Older products will show only two digits F-codes, but on ranges manufactured beginning in 2004 many of EOC’s will have expanded three digit fault codes. There are probably over 50 different error codes but in this article we will review only the most common ones.
F1 or F10 – Runaway temperature.
If these error codes shown while the oven is in day time mode, the EOC would need to be replaced. Otherwise check the oven temperature sensor (RTD sensor) as described earlier and replace if necessary.

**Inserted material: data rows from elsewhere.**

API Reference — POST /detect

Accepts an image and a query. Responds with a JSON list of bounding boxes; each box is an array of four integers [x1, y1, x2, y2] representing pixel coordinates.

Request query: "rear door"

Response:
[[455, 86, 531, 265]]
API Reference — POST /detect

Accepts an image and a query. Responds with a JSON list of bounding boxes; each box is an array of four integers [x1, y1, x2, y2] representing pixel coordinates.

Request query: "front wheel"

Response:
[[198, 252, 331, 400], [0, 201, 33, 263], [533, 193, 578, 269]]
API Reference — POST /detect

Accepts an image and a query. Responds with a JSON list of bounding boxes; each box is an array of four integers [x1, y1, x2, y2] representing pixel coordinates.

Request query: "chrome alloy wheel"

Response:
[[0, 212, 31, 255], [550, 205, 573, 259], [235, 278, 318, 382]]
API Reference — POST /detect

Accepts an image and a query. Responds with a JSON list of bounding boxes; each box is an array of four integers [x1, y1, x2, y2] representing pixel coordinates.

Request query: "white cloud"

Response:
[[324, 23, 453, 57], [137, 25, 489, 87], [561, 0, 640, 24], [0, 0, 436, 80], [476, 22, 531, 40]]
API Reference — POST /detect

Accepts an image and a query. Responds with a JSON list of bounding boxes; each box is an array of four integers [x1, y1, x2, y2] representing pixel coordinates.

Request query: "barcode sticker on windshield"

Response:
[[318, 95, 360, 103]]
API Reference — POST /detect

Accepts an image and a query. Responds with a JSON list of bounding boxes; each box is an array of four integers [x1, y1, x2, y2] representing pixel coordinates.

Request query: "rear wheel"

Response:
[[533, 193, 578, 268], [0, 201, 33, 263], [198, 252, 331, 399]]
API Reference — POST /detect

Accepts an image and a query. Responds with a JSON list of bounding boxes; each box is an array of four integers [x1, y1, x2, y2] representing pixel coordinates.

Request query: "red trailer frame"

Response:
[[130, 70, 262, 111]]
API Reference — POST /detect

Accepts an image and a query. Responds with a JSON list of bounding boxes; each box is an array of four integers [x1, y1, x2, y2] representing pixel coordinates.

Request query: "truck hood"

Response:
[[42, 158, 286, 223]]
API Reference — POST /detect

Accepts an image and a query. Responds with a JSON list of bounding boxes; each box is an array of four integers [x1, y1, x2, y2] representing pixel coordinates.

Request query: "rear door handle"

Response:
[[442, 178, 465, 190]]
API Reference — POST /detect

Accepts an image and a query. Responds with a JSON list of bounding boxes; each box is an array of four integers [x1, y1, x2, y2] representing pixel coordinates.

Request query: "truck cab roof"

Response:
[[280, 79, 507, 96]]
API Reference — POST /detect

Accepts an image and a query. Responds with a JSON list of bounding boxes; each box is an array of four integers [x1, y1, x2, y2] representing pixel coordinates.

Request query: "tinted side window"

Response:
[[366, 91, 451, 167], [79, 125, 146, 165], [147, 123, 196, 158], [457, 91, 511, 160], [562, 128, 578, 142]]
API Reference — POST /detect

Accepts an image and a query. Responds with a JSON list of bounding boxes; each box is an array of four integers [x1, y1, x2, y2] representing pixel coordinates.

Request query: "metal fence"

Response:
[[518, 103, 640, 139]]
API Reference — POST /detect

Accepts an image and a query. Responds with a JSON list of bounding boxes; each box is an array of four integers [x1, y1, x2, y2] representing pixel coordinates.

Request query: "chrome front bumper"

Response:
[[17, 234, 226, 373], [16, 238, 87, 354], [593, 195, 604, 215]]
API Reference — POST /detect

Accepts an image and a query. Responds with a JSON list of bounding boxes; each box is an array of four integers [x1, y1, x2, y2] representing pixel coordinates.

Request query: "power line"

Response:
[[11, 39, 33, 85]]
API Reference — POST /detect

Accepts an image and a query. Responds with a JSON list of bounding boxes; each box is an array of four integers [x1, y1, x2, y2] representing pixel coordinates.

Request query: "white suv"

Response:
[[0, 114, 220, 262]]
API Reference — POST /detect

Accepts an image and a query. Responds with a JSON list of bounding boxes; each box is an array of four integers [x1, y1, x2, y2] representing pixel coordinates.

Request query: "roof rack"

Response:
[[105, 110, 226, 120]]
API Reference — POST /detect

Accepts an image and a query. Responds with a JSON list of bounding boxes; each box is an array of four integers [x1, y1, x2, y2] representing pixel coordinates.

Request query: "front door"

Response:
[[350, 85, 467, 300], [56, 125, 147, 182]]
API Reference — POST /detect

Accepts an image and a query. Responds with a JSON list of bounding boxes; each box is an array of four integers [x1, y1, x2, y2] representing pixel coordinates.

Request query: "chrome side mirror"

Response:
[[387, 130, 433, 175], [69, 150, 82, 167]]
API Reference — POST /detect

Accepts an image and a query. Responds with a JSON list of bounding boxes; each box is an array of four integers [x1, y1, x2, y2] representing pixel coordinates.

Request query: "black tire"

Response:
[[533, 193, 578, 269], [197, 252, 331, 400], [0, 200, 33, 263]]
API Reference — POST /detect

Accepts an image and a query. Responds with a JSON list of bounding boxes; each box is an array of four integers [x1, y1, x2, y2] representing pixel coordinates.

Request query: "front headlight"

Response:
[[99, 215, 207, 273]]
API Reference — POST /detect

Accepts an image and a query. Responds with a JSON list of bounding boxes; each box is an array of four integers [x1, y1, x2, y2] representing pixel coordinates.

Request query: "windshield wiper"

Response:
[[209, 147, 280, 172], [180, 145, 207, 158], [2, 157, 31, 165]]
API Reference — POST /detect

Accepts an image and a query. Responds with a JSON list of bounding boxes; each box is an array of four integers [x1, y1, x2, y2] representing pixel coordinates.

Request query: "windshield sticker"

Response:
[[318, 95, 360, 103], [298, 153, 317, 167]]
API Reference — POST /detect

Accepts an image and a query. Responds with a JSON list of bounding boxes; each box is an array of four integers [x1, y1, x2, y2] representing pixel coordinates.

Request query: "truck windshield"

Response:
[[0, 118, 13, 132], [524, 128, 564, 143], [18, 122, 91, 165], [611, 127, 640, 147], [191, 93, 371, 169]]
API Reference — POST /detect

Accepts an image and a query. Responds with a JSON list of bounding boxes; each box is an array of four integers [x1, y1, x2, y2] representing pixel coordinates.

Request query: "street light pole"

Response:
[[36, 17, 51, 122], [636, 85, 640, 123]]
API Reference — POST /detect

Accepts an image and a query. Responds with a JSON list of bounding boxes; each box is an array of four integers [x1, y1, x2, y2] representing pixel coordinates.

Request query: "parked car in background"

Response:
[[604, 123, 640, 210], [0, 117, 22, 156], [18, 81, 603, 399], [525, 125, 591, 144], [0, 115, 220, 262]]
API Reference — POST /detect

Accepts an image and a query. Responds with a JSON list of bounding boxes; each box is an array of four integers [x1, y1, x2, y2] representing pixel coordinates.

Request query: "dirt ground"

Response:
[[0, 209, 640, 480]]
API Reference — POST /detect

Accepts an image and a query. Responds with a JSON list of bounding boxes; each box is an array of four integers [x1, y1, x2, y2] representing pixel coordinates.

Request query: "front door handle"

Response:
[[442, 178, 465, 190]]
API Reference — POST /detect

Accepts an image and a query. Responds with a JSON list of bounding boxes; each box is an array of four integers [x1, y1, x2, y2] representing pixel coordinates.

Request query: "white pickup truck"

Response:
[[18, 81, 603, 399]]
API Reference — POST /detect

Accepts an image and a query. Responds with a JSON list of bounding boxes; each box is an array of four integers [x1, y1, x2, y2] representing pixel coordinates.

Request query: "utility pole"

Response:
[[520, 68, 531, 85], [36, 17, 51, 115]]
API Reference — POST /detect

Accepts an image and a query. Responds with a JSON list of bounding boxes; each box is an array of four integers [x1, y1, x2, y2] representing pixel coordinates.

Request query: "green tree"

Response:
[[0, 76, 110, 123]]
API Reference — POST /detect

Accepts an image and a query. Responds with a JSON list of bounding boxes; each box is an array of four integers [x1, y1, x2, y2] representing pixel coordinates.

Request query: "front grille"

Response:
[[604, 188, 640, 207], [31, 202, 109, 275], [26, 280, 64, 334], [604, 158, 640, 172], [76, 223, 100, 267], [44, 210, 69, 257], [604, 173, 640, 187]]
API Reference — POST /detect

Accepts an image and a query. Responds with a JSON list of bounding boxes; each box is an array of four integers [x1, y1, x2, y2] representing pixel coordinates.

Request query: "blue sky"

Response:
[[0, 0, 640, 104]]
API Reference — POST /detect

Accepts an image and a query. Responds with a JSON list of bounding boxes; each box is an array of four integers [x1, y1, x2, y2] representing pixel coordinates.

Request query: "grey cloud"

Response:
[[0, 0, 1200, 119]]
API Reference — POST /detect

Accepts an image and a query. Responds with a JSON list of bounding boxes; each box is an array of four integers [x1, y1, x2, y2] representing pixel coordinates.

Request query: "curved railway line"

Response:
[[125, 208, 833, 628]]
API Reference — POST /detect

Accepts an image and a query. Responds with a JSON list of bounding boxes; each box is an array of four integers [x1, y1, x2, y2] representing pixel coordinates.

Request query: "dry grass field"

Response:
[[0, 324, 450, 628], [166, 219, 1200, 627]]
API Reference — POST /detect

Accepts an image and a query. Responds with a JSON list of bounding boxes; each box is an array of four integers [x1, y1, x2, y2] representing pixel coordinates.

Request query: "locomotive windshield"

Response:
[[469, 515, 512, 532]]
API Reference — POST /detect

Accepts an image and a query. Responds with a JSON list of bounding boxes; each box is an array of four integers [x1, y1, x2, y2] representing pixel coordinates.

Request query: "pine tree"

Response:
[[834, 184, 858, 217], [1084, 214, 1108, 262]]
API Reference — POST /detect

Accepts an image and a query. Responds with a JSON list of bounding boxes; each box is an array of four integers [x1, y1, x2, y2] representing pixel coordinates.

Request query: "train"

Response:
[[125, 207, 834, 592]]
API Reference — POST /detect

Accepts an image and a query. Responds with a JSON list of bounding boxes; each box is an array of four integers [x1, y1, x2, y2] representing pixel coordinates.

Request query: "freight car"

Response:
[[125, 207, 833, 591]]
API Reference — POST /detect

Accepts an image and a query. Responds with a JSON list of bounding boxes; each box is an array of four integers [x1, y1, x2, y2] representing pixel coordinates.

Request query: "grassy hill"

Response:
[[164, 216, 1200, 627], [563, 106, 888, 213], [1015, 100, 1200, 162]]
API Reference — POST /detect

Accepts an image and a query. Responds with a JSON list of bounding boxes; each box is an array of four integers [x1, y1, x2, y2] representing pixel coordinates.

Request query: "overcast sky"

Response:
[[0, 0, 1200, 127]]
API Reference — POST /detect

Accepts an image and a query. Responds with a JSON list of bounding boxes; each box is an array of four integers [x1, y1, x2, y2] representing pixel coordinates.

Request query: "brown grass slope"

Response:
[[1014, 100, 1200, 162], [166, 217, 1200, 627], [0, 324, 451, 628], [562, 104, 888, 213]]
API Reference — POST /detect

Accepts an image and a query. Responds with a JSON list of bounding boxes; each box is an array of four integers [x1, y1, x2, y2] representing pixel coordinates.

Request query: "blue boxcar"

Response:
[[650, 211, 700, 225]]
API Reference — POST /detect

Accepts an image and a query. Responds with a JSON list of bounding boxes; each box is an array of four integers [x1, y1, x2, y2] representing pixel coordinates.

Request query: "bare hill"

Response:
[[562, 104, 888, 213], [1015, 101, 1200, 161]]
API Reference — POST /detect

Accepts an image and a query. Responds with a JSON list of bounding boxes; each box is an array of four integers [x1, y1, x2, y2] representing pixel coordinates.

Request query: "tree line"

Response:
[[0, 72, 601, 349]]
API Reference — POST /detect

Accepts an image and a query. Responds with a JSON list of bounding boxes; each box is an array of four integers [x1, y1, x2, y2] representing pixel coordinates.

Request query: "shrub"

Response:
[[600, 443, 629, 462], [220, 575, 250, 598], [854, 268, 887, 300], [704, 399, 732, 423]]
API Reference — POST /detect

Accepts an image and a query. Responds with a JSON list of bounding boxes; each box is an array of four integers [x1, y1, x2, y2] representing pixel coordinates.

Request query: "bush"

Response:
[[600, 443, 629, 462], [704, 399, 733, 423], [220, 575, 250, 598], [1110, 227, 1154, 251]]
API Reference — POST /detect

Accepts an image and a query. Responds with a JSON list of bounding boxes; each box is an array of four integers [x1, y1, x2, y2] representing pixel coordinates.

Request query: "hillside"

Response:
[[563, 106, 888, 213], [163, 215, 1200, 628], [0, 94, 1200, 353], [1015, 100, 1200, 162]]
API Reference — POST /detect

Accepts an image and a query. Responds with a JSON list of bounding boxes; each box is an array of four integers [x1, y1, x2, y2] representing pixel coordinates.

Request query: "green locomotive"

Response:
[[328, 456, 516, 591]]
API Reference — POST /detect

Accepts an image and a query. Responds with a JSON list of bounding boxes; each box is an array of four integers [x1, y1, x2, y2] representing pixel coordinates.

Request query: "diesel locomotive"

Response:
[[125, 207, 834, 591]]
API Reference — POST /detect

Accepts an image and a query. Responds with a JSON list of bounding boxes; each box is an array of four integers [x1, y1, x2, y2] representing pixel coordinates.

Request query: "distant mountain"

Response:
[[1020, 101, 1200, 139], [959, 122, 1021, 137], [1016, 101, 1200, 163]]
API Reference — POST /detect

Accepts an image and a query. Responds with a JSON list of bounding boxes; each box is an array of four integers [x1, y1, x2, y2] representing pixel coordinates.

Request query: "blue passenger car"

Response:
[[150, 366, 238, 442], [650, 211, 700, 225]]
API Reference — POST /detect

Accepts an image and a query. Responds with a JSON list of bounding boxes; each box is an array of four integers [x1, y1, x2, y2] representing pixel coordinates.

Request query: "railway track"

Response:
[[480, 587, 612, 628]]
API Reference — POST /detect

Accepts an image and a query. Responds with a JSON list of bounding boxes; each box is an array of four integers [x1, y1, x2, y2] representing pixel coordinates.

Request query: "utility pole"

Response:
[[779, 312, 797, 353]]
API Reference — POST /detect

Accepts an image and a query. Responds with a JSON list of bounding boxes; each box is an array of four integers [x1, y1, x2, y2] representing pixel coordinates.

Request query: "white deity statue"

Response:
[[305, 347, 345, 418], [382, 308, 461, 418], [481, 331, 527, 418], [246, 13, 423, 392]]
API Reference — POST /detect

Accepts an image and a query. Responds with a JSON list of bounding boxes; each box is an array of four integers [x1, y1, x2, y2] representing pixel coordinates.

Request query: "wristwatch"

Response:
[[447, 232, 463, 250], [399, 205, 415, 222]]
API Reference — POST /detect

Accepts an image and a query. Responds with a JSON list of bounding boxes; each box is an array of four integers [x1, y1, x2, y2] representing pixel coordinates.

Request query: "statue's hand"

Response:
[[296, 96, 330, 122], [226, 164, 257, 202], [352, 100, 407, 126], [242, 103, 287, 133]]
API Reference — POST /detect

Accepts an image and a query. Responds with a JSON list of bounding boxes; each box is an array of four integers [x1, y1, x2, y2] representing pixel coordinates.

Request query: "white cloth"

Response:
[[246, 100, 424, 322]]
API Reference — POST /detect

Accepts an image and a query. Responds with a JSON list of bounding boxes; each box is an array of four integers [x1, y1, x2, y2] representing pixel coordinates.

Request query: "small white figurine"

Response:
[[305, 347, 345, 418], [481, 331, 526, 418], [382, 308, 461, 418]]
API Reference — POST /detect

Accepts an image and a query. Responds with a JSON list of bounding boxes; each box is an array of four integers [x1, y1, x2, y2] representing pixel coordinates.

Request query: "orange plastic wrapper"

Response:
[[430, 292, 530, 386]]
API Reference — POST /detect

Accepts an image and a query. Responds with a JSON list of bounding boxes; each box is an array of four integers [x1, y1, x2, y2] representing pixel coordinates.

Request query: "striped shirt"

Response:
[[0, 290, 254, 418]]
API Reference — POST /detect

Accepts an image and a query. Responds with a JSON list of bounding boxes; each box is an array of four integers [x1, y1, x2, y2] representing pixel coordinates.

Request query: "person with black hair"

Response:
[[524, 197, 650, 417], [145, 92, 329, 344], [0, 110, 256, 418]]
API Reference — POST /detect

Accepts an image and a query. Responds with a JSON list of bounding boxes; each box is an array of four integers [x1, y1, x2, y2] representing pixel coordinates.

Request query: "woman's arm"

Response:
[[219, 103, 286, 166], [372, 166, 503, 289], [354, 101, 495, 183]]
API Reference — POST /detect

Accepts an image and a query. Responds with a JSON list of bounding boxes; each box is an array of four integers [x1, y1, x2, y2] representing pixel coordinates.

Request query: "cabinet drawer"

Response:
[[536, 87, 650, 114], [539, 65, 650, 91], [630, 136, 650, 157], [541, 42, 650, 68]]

Most of the EOCs incorporated power relays among all other components while some of ovens use a separate power relay board to simplify design and lower cost of production. You can determine it by visual EOC inspection and/or by the wiring diagram for your oven (if it is available). If there are some relays on it, replace the EOC. If there are no relays on the EOC, check the parts list (Search by the Model number) for the relay or power board. If there is a such part, replace it. I’ll be glad to help you if any problems with the diagnostic. Just leave a comment on the bottom of the page. In such situation I’ll need the complete model number of the oven.
F11 – Shorted keypad.
If fault returns after reconnecting power, replace the EOC.
F3 or F30 – Open/shorted sensor (RTD probe) connection.
Check the temperature sensor resistance as described previously. If the reading is incorrect and the wires and plugs between the sensor and the EOC are good, replace the temperature sensor (RTD probe). If the sensor and wiring are good, the EOC would need to be replaced.
F4 or F31 – Shorted sensor (RTD probe) connection.
Check the temperature sensor resistance as described previously. If the reading is incorrect and the wires and plugs between the sensor and the EOC are good, replace the temperature sensor (RTD probe). If the sensor and wiring are good, replace the EOC.
F8, F9 or F90 – Lock motor switches improperly positioned.
Check the lock motor and the switches for continuity. If there is something wrong, replace the door lock assembly. Check the wiring between the EOC and the lock motor and switches. If the lock motor, switches and wiring are good, the EOC would need to be replaced.